Turns out I don’t want a picket fence. I don’t want 1.0 children much less 2.5. I don’t want to stay in the rat race to try and make more money than other people. I don’t want to be a “consumer” upon whose over-indulgent spending habit hinges the economic health of our nation. I don’t want to be a uniformed killer imposing American Values at gunpoint overseas anymore then I want other people doing it for me. I don’t want to have to fight some decades long grudge match in the political square to secure basic human rights for people. I don’t want to rehash old social arguments that we settled generations ago. I don’t want to be told that the level of commitment I have to my values is commensurate with the hate I have for people who disagree. I don’t want politicians that see more as an email-based $3-ATM machine and less as a constituent. I don’t want to be constantly sold to, not with goods that aren’t needed, services that aren’t wanted, and ideas that aren’t true.
These are all just white picket fences in one way or the other and that Dream, thankfully, is dead and I am a better person for having buried it. But what it leaves is not an imposing void or a yawning dreamless space. It leaves space. Breathing room. An unasked for yet still imposed weight off my American shoulders. It provides the opportunity to dream new Dreams.
I want a country that represents its current humanity. I want a 300 million and growing melting pot of chaotic clashing diversity. I want a nation capable of separating large issues from small ones and acting accordingly. I want a society not so paralyzed in fear that its Days of Greatness are over that it is afraid to try to do great things today. I want a country that doesn’t measure the contribution of generations by how many wars they won or that of citizens by how many flags they wave. I want to live among people that don’t need the media to tell them what to think and who to hate. I want to see quality valued over quantity. I want to see people recognize that the biggest thing corporations sell is a lifestyle, of disposable convenience, individual anonymity, displaced costs, and transferred responsibility and that there are plenty of alternatives out there if people would just make an effort to look for them. I want to see honesty restored as a virtue but would settle for at least dishonesty being seen as a vice. I want a marketplace of ideas. I want an informed citizenry or at least one that wants to be informed. I want to see caring for the least amongst us as a societal obligation. I want the worth of a person to be more than their ability to earn a wage and “pay their share”. I want politics to be about policy and not bloodsport between two teams.

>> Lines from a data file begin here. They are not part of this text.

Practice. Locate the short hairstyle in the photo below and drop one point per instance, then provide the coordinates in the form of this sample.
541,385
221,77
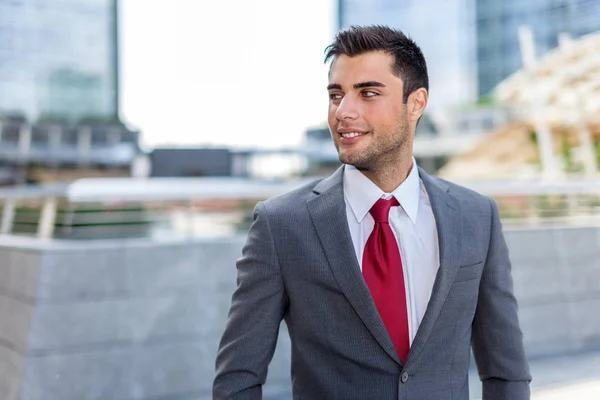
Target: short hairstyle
409,62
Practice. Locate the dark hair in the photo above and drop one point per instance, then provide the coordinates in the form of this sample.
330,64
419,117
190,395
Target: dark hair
409,63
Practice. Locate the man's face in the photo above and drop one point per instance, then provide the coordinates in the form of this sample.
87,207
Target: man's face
368,119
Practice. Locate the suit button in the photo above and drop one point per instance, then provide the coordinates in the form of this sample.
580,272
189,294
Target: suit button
404,377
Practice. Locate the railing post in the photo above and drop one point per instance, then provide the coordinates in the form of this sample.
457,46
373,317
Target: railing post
84,144
8,216
24,140
47,219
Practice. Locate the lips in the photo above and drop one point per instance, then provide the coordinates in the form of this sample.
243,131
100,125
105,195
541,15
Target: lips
350,135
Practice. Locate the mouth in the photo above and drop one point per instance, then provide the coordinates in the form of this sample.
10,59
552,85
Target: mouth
350,137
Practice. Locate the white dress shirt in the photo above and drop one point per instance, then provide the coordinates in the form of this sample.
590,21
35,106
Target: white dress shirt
413,224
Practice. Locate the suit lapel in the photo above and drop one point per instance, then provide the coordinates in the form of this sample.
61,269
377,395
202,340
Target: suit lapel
447,213
328,213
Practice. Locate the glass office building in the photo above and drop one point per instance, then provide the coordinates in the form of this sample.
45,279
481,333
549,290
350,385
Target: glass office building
498,22
445,31
472,45
58,59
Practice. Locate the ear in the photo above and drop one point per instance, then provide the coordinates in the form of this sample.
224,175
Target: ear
417,101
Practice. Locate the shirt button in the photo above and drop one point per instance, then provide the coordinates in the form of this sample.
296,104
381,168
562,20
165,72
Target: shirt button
404,377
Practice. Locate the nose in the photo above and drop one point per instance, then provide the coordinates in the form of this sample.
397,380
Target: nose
347,109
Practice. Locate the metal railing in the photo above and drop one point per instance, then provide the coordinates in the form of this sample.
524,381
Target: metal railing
149,207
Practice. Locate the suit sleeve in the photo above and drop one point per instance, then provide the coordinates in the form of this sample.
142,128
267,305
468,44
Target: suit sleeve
497,340
257,308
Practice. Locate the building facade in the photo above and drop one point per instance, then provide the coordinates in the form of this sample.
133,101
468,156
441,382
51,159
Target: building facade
498,22
472,45
59,88
59,59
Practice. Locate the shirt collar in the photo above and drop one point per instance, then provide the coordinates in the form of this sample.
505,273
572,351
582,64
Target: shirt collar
361,193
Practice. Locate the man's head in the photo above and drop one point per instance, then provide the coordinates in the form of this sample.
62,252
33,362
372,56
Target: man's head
378,89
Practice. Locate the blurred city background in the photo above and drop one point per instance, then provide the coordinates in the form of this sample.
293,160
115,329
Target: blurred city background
136,136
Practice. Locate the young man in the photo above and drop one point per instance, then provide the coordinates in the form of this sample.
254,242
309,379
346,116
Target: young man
385,276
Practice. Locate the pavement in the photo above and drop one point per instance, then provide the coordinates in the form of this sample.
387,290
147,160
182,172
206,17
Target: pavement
572,377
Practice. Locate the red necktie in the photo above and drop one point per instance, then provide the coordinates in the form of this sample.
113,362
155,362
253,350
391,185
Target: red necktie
382,270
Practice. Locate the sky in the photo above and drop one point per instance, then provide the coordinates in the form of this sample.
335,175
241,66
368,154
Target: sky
234,73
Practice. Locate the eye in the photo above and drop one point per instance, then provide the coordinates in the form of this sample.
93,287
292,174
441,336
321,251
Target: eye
369,93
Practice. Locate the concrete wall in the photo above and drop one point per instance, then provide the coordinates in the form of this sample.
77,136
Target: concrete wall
140,320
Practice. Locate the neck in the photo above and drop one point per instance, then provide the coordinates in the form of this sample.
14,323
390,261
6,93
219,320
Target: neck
390,175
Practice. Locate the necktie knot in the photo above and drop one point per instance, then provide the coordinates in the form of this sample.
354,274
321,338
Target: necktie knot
381,209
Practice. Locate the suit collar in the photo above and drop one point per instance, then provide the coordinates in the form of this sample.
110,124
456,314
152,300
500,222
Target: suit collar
361,193
328,213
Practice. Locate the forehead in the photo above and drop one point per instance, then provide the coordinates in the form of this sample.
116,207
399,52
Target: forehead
364,67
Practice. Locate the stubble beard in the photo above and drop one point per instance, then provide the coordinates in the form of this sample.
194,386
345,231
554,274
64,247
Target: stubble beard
379,155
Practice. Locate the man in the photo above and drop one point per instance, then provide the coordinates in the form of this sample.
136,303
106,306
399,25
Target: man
385,276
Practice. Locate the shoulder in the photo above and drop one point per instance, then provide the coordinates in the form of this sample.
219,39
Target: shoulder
472,201
285,203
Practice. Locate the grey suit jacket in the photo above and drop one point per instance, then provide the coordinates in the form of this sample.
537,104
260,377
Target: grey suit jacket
299,264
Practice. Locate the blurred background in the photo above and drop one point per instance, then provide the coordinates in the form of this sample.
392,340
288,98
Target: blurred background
137,136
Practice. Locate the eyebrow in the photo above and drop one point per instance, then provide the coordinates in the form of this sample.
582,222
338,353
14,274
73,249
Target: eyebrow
360,85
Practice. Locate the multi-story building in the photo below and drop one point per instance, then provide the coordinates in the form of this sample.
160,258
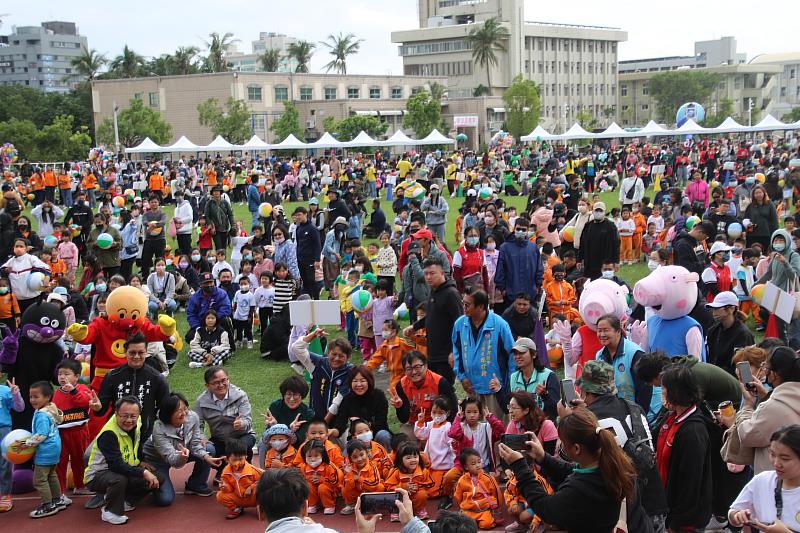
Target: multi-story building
317,97
41,56
574,66
251,62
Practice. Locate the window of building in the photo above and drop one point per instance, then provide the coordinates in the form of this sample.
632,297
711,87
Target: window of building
254,93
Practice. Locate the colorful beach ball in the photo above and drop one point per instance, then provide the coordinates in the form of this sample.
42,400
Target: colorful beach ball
14,448
104,241
361,300
265,210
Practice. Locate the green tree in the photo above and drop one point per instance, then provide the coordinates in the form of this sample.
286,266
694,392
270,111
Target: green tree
672,89
724,110
522,106
486,41
135,122
301,51
341,46
232,122
270,60
217,46
128,64
287,123
424,114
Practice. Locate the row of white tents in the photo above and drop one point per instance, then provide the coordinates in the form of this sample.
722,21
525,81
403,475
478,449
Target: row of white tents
690,127
327,141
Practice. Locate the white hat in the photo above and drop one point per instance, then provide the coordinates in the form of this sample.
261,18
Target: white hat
724,299
719,246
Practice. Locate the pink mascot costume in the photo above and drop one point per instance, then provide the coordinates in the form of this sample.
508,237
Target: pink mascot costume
671,291
599,297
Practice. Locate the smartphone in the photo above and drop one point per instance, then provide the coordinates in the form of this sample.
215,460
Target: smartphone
567,391
379,503
515,442
745,375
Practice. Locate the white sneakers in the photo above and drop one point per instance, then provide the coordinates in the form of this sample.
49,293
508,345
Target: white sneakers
111,518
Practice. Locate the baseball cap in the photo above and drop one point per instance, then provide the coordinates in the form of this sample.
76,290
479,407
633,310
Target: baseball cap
724,299
597,378
524,344
423,234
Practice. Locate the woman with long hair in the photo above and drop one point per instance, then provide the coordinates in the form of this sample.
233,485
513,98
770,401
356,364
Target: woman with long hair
596,483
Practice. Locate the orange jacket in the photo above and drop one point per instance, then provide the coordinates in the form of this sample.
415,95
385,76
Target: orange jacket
237,483
477,494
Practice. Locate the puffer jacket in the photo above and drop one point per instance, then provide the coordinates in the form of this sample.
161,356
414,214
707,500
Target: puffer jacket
756,427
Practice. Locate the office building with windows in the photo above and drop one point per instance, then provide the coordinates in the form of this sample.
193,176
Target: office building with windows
41,56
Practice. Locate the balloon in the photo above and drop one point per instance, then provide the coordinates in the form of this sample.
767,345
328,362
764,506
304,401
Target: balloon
361,300
691,221
37,281
104,241
757,292
14,448
265,210
735,230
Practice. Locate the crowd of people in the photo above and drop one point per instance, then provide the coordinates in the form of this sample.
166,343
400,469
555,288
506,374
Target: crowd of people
465,342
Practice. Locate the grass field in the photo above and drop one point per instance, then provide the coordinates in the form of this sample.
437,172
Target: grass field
260,379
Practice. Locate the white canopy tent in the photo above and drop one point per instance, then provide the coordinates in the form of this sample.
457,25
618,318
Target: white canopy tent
145,147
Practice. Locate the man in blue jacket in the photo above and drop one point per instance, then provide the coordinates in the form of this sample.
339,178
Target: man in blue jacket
519,267
482,361
208,297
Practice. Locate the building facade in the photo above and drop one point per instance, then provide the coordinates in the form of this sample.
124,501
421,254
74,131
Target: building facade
317,97
41,56
574,66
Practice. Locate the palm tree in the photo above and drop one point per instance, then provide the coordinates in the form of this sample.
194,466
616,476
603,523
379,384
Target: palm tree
340,47
301,51
128,64
217,47
270,60
486,41
88,63
184,59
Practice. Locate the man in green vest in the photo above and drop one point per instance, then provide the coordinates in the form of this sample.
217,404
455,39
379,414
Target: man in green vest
114,467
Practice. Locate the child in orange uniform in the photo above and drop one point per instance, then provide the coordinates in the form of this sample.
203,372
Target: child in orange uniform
276,450
237,484
361,474
411,475
477,493
324,478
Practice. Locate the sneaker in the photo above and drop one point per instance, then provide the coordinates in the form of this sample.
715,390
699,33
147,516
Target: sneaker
445,503
234,513
45,509
111,518
204,491
95,502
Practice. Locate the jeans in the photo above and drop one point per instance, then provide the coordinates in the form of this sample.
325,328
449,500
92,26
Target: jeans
165,494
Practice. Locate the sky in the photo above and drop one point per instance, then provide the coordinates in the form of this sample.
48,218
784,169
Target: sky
153,27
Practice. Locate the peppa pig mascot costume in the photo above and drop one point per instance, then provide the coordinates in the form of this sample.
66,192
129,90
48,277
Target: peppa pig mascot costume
599,297
672,293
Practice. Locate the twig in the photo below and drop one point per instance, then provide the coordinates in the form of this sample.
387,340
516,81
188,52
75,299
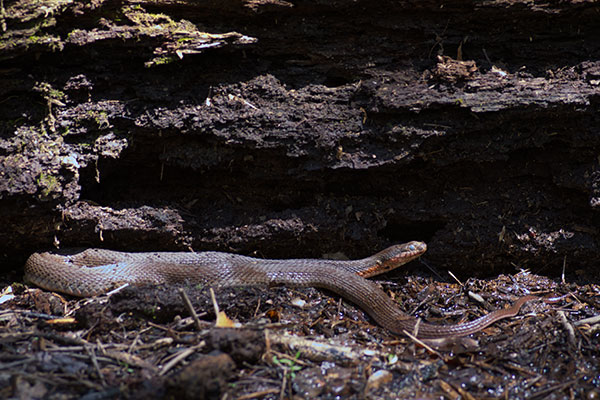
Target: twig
180,356
565,323
190,308
90,351
425,345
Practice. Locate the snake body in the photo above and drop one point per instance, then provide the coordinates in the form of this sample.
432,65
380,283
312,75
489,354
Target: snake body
96,271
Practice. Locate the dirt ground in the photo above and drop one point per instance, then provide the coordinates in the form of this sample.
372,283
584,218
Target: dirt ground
302,129
143,343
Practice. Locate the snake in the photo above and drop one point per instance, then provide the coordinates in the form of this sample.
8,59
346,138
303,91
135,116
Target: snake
91,272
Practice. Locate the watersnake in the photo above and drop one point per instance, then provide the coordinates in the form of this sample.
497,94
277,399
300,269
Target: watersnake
95,271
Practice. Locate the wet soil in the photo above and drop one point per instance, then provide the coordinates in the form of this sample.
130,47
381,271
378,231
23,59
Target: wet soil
302,129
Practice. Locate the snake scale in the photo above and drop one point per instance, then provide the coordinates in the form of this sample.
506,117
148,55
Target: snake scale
96,271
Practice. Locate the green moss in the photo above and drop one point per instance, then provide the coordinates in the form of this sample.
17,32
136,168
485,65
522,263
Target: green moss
47,184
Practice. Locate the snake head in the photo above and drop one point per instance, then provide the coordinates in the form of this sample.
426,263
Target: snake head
393,257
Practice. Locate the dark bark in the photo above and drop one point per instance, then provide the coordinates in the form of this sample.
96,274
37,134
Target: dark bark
296,129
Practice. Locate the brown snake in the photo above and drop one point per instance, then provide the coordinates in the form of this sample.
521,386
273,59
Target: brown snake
96,271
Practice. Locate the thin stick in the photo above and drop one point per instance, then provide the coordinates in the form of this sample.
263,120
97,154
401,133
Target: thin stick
190,308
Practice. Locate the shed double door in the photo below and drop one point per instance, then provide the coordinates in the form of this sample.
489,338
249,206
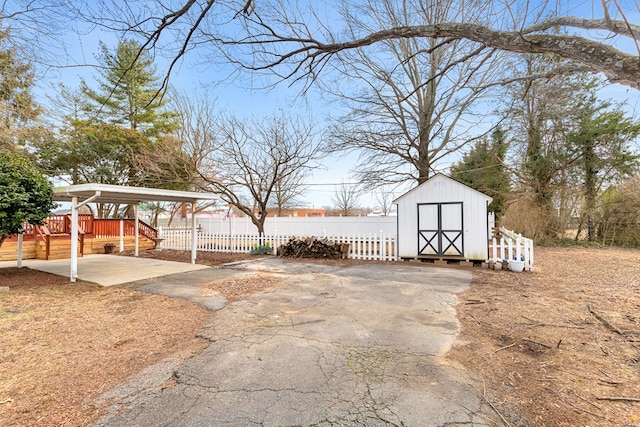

...and I REALLY want to find a way to personally contribute to actually making any of these things happen. That’s all I can do. And it’s enough. Its all WE can do and, if we do it, it WILL BE more than enough.
The last line of Hunter’s great diary is
What can they ask for?
Use of the word “ask” conveys the premise that someone else must consent to the giving.
This is OUR country, made up collectively by OUR Dreams. Figure out who you want to be and who you want US to be and get out there and DO IT.
And feel free to tell anyone that stands in your way what they can do with their white pickets.